Appeal from an amended order of the Supreme Court (Swartwood, J.), entered May 16, 1990 in Chemung County, which, inter alia, granted plaintiff’s motion for summary judgment in lieu of complaint.
*813By written agreement, plaintiff agreed to sell defendants the inventory of his Radio Shack store for $33,069.22. The transaction closed on January 10, 1989, at which time defendants paid plaintiff $15,000 in cash and gave their promissory note for $18,069.22, payable April 10, 1989, with interest at the rate of 16%. Upon defendants’ default in the payment of principal and interest, plaintiff brought this motion for summary judgment in lieu of complaint pursuant to CPLR 3213. Defendants opposed the motion by service of an answer, which generally denied the allegations of plaintiff’s affidavit in support of the motion and pleaded seven counterclaims containing various allegations of breach of contract, fraudulent inducement and failure of consideration. Following plaintiff’s submission of a reply affidavit, Supreme Court severed defendants’ counterclaims and granted the motion, authorizing the entry of judgment in favor of plaintiff for the full amount of the note, interest up to the time of judgment at the rate of 16%, costs and disbursements. Defendants appeal.
The principal contentions advanced by defendants are devoid of merit and warrant only brief discussion. Initially, we agree with Supreme Court’s grant of summary judgment in favor of plaintiff. Defendants opposed plaintiff’s prima facie showing with nothing more than a disjointed series of conclusory or irrelevant allegations, falling far short of their burden of coming forward with admissible evidence raising a triable issue of fact relative to a bona fide defense (see, Hackensack Cars v Beverly, 140 AD2d 254, lv dismissed 72 NY2d 1041; Grosso v Shutts Agency, 132 AD2d 768, appeal dismissed 70 NY2d 797). Further, Supreme Court acted within its discretion in accepting and considering plaintiff’s postargument submission (see, CPLR 2214 [c]). Finally, on this record we perceive no basis for disqualification of plaintiff’s attorney.

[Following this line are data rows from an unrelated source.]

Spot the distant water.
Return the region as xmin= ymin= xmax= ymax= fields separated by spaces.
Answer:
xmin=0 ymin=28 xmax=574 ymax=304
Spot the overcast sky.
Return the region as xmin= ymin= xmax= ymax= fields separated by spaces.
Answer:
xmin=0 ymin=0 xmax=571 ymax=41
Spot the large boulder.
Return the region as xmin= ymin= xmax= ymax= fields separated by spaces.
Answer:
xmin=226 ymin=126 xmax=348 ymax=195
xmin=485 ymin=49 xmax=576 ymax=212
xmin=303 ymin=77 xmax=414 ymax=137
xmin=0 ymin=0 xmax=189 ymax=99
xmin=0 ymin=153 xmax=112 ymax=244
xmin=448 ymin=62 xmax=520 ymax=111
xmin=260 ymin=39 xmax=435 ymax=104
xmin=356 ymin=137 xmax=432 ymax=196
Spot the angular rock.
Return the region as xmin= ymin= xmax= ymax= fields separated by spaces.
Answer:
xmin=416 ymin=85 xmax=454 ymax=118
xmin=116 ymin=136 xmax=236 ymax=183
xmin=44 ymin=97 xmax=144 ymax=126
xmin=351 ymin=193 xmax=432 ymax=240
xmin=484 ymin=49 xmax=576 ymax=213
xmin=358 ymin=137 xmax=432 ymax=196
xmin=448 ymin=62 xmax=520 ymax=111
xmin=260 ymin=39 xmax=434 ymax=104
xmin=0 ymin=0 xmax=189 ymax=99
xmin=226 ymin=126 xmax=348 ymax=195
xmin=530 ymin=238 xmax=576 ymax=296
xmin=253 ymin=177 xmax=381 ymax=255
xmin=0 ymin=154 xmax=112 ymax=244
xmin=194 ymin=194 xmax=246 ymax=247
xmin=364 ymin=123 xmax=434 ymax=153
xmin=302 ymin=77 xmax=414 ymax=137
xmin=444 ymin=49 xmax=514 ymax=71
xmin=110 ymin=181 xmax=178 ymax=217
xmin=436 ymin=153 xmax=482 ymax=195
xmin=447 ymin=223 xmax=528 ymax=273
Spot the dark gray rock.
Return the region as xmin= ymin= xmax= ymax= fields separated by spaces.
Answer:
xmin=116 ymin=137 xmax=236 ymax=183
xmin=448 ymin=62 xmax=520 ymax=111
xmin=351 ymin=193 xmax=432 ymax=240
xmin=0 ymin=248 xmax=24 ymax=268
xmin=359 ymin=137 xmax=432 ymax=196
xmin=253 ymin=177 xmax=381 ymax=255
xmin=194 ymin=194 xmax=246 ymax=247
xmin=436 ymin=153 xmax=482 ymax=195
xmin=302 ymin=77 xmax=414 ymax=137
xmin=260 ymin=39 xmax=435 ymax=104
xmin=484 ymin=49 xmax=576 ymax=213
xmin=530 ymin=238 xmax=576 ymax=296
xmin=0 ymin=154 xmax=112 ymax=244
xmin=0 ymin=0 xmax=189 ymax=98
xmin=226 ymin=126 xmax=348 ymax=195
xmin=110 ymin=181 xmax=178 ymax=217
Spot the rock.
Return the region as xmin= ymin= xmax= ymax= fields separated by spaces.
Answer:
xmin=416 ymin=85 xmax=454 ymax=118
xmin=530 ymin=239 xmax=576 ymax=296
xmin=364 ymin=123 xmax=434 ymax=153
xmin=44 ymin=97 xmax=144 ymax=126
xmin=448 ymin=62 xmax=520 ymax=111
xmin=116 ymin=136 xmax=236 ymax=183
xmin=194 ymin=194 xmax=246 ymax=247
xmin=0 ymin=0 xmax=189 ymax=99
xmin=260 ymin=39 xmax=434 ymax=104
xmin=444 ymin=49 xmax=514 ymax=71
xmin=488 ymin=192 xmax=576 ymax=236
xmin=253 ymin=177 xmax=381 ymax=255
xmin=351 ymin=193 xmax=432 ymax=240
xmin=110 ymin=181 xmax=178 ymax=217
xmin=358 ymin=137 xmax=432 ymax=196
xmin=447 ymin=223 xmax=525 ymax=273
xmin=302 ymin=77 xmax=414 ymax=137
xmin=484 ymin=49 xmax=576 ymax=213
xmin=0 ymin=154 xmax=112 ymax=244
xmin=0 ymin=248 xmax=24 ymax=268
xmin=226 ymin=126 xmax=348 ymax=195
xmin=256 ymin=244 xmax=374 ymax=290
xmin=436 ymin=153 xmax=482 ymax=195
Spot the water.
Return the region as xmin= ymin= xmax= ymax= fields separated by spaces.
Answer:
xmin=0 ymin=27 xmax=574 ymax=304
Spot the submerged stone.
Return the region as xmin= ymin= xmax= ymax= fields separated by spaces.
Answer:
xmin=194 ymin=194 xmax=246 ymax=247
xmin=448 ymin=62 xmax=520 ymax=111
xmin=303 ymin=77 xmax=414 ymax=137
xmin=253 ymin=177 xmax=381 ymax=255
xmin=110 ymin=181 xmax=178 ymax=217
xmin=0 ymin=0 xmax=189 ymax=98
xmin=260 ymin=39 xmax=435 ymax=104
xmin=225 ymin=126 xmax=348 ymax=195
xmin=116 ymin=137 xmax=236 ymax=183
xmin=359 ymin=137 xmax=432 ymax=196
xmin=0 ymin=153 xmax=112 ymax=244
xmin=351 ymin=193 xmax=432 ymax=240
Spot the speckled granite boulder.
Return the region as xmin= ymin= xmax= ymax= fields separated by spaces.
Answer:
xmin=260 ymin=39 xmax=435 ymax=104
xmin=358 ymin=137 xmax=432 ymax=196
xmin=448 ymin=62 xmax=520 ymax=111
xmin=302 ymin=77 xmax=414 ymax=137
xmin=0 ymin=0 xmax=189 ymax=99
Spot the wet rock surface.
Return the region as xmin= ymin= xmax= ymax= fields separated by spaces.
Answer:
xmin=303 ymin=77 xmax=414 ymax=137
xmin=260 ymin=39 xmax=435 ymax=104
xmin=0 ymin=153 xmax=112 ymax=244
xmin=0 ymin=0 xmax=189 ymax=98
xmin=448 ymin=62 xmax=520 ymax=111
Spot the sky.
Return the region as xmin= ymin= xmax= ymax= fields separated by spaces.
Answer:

We agree, however, with defendants’ contention that Supreme Court erred in awarding interest at the rate of 16% up to the time of judgment. Unless it provides otherwise, interest on an instrument runs at the legal rate from the date of accrual of a cause of action on the instrument (see, UCC 3-122 [4] [b]), the day after maturity in the case of a time instrument (see, UCC 3-122 [1] [a]). Here, the note made no specific provision for the rate of interest to be charged following maturity (see, UCC 3-122 [4] [b]). Thus, interest should have been computed from January 10, 1989 to April 10, 1989 at the rate of 16%, as provided in the note, and thereafter at the legal rate (see, Metropolitan Sav. Bank v Tuttle, 290 NY 497, 500; Isaias v Fischoff, 39 AD2d 850, affd 33 NY2d 941).
*814Amended order modified, on the law, without costs, by providing that plaintiff is entitled to receive interest from April 11, 1989 to the entry of judgment at the rate of 9%, and, as so modified, affirmed. Mahoney, P. J., Kane, Casey, Levine and Mercure, JJ., concur.